Molar mass of the hydrocarbon (X) which on ozonolysis consumes one mole of O$$_3$$ per mole of (X) and gives one mole each of ethanal and propanone is ______ g mol$$^{-1}$$ (Molar mass of C: 12 g mol$$^{-1}$$, H: 1 g mol$$^{-1}$$)

Hydrocarbon (X) on ozonolysis consumes one mole of O₃ per mole of X and gives one mole each of ethanal (CH₃CHO) and propanone (CH₃COCH₃).

Since each C=C double bond consumes one mole of O₃ in ozonolysis, the consumption of one mole of O₃ indicates the presence of a single C=C double bond in the molecule.

Ozonolysis cleaves this double bond into two carbonyl fragments:

$$>C=C< \xrightarrow{O_3} >C=O + O=C<$$

One fragment is ethanal (CH₃CHO), implying one side of the original double bond was CH₃-CH=, and the other fragment is propanone ((CH₃)₂CO), implying the other side was =C(CH₃)₂.
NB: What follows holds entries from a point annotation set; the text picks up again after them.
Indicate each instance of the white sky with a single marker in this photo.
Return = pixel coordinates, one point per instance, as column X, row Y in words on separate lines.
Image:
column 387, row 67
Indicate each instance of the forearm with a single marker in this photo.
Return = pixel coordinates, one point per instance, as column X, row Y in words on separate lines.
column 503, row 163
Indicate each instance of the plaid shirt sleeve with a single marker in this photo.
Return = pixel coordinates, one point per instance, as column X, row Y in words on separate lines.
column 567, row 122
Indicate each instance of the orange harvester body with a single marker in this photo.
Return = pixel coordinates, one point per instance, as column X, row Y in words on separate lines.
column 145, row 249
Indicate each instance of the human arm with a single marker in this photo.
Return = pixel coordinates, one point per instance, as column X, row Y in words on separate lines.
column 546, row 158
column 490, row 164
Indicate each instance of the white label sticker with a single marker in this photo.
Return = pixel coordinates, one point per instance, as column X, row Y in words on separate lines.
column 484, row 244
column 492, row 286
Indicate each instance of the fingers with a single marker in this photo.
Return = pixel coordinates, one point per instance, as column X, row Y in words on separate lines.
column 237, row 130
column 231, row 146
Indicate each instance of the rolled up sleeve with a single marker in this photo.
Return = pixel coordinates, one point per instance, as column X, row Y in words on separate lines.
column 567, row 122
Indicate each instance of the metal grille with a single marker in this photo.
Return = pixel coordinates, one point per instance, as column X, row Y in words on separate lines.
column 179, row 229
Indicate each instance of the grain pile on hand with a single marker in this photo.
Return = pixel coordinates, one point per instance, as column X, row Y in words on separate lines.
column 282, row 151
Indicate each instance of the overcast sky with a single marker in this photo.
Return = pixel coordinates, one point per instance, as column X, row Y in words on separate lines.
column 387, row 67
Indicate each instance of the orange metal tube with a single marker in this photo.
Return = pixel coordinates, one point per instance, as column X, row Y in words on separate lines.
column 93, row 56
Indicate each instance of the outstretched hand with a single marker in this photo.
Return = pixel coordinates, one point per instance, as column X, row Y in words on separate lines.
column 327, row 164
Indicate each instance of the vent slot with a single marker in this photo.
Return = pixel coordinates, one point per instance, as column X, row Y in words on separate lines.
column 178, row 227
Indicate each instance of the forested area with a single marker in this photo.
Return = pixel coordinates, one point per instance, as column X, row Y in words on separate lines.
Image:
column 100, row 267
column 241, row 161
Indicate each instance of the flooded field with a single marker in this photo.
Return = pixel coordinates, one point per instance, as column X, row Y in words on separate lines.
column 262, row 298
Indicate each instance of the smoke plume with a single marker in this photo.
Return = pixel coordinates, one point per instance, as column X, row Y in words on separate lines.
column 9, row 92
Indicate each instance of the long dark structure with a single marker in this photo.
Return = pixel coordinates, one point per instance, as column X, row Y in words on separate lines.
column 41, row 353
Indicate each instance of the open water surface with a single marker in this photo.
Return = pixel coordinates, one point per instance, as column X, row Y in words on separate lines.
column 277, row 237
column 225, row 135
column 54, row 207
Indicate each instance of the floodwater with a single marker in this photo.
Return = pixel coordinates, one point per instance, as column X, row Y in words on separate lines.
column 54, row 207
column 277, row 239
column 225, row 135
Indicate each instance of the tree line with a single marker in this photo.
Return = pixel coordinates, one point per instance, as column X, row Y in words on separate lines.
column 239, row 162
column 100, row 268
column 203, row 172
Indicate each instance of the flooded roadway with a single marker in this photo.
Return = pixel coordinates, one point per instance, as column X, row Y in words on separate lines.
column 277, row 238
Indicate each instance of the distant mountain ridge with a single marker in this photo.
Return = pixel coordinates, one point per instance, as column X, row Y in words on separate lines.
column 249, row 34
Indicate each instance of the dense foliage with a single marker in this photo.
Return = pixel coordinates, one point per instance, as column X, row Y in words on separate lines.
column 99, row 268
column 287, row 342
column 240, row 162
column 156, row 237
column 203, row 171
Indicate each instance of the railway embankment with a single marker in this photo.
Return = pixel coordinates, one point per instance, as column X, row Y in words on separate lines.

Rejoining these fragments across the double bond produces the structure

$$CH_3\text{-}CH=C(CH_3)_2$$

which corresponds to 2-methylbut-2-ene.

The molecular formula of this hydrocarbon is C₅H₁₀, and its molar mass is

$$M = 5 \times 12 + 10 \times 1 = 60 + 10 = 70 \text{ g mol}^{-1}$$

Therefore, the molar mass of hydrocarbon X is 70 g mol⁻¹.